Es el instinto, uno puede ser el tipo más pacífico del mundo y casualmente un
día, sentir que podría asesinar a cualquier persona que trate de joderle la
vida de tal forma, que se le quede grabado para siempre en la memoria. Y es lo
que el instinto me lleva a querer hacer ahora si encontrara a la zorra de
Sandra. Pero la razón puede con el ego, una vez más. Cambio mis planes tan
pronto como aplasto mi culo en el asiento del Mercedes, <<estás loco, ¿dónde
te crees que vas? A matar a Sandra, ¿eh? No te lo crees ni tú, cobarde,
—resuena mi voz interna—, necesitas visitar a Joe, sí, eso te ayudará, él sabe
muchas cosas, siempre ha sido así>>, culmino, en mis
adentros.
La noche ya ha
cubierto con su oscuro velo la ciudad, conduzco mi deportivo, girando las
calles en un vaivén de sentimientos, de dudas y temores, de desgracias y
traición, de locura e irritación. Mi alma no estará tranquila hasta que
descubra todo el pastel y le dé su merecido a Sandra.
Veinte minutos más
tarde, deambulo por las calles de Alboraya, un pueblo circundante de Valencia,
al que le tengo especial aprecio por ser el lugar en donde vive mi tía Lourdes
y porque también reside en él mi gran amigo, Joe. Es el tipo de sitio que te
hace sentir como en casa, que te trae recuerdos de casi todas las épocas de tu
vida y que está en el lugar perfecto para estar comunicado en todos los
aspectos en que alguien puede estar.
Aparco el coche en
la calle paralela a la de Joe y me dirijo hacia su casa; un estupendo adosado,
situado en la zona más cercana a la playa.
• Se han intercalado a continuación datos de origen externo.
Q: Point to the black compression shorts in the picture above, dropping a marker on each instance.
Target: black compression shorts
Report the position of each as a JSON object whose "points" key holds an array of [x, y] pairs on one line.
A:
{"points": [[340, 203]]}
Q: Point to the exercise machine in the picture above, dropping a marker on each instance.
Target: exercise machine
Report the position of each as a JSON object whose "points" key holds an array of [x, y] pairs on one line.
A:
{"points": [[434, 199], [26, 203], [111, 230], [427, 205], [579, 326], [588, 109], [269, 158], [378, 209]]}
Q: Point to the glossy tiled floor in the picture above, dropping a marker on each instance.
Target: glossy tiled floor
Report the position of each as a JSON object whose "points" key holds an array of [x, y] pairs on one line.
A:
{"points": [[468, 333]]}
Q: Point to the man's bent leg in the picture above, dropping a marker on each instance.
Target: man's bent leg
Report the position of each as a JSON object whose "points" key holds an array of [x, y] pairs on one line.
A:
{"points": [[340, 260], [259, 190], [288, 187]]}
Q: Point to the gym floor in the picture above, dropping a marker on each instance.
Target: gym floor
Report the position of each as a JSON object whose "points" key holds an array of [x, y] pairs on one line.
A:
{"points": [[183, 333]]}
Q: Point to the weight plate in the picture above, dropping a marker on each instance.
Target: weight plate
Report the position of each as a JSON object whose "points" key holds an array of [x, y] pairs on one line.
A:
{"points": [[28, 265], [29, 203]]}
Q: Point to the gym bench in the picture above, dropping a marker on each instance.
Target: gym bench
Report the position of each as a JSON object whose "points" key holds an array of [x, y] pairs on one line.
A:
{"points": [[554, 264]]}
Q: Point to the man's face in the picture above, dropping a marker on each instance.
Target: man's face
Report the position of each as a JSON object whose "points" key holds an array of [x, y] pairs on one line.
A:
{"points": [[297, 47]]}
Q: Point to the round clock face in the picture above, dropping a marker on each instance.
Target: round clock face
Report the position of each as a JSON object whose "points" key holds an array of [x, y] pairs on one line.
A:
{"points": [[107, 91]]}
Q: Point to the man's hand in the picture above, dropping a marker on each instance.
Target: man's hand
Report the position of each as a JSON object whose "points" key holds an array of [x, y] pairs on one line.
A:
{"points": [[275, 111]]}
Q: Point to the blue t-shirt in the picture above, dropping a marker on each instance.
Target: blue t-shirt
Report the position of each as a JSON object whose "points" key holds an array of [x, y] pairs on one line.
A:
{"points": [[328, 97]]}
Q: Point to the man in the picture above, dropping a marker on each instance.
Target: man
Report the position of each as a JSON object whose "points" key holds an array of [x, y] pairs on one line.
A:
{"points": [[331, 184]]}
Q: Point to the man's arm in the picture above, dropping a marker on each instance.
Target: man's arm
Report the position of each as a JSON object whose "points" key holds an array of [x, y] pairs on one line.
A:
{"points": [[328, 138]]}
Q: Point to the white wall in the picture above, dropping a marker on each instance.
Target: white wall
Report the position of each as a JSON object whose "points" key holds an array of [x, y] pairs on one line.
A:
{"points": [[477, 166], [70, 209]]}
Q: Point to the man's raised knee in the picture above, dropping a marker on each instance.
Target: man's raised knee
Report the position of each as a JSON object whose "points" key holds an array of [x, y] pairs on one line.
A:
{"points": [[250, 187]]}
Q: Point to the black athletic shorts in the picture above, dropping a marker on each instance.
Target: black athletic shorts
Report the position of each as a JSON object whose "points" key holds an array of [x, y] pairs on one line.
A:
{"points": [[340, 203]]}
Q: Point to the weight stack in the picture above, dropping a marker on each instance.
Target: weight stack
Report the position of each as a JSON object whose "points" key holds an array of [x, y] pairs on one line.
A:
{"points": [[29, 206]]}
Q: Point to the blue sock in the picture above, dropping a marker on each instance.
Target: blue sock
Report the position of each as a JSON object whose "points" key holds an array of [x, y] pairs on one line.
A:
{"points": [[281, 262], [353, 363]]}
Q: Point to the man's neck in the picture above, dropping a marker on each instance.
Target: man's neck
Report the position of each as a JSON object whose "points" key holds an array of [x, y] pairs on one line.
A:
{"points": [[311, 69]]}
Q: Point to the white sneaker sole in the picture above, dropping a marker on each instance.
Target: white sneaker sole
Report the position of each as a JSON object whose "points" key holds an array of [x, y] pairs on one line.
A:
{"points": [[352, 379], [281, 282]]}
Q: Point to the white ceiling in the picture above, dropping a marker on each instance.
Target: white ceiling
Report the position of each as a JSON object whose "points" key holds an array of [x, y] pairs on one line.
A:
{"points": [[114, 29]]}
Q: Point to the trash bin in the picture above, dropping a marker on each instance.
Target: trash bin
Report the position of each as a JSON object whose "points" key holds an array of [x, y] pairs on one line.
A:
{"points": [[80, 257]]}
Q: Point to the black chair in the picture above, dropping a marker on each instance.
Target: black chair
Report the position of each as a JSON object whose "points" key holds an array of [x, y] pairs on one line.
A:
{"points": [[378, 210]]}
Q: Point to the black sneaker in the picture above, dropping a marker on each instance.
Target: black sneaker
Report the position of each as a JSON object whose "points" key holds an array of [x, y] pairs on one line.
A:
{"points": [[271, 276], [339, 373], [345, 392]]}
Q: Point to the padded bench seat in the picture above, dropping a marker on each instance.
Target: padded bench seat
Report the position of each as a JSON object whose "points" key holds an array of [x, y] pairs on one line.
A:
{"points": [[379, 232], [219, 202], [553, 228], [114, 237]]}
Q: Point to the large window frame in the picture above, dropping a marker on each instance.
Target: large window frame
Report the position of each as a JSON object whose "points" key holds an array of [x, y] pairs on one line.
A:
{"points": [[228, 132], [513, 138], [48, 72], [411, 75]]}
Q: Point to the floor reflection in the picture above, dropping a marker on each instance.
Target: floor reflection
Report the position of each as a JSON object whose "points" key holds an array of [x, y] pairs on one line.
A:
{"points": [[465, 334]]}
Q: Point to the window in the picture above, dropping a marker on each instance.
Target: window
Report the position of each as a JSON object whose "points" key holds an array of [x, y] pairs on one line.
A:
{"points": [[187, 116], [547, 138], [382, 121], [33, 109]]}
No me preguntéis por qué, pero Joe
se las ha apañado para poder vivir así sin haber trabajado para nadie en su
vida, sólo sé que a veces da clases particulares a clientes de dudosa
existencia.
Me apeo en la
puerta, en una de las ventanas se ve luz, eso me gusta porque he venido sin
avisar y no tenía la certeza de que estuviese en casa. Presiono el botón que
hace sonar unas pequeñas campanillas en el interior, poco después, la luz del
video-portero se ilumina. Miro a la cámara con cara de lástima, como casi todas
las veces que he venido aquí.
—¡Maxi! Qué
alegría, coño. Pasa, —dice Joe, con voz distorsionada por el interfono.
Un sonido eléctrico
me indica que ya puedo empujar la puerta de la valla. Antes de terminar de
recorrer el pequeño camino que lleva a la entrada principal, la puerta de ésta
se abre, dejando asomar la figura de Joe a contra luz de los focos de la
entrada. Siempre ha sido bastante alto, tanto que casi roza la parte superior
del marco de la puerta. Va en bata, el muy canalla no ha salido en todo el día.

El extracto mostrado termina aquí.